New York Times data set contains 150 business articles from New York Times. The articles were crawled from the NYT website between November 2009 and January 2010. After sentence splitting and tokenization, the Stanford NER tagger was used to identify PER and ORG named entities from each sentence. For named entities that contain multiple tokens we concatenated them into a single token. We then took each pair of (PER, ORG) entities that occur in the same sentence as a single candidate relation instance, where the PER entity is treated as ARG-1 and the ORG entity is treated as ARG-2.

Wikipedia data set comes from (link), previously created by Aron Culotta et al.. Since the original data set did not contain the annotation information we need, we re-annotated it. Similarly, we performed sentence splitting, tokenization and NER tagging, and took pairs of (PER, PER) entities occurring in the same sentence as a candidate relation instance. We always treat the first PER entity as ARG-1 and the second PER entity as ARG-2.

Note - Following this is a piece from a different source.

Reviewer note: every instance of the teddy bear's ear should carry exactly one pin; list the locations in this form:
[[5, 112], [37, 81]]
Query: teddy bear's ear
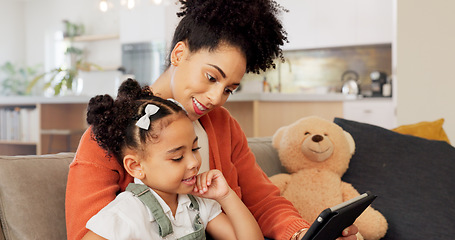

A human annotator manually went through each candidate relation instance to decide (1) whether there is a relation between the two arguments and (2) whether there is an explicit sequence of words describing the relation held by ARG-1 and ARG-2.

The dataset can be downloaded here. There are 536 instances (208 P, 328 N) with 140 distinct descriptors int NYT dataset and 700 instances (122 P, 578 N) with 70 distinct descriptors.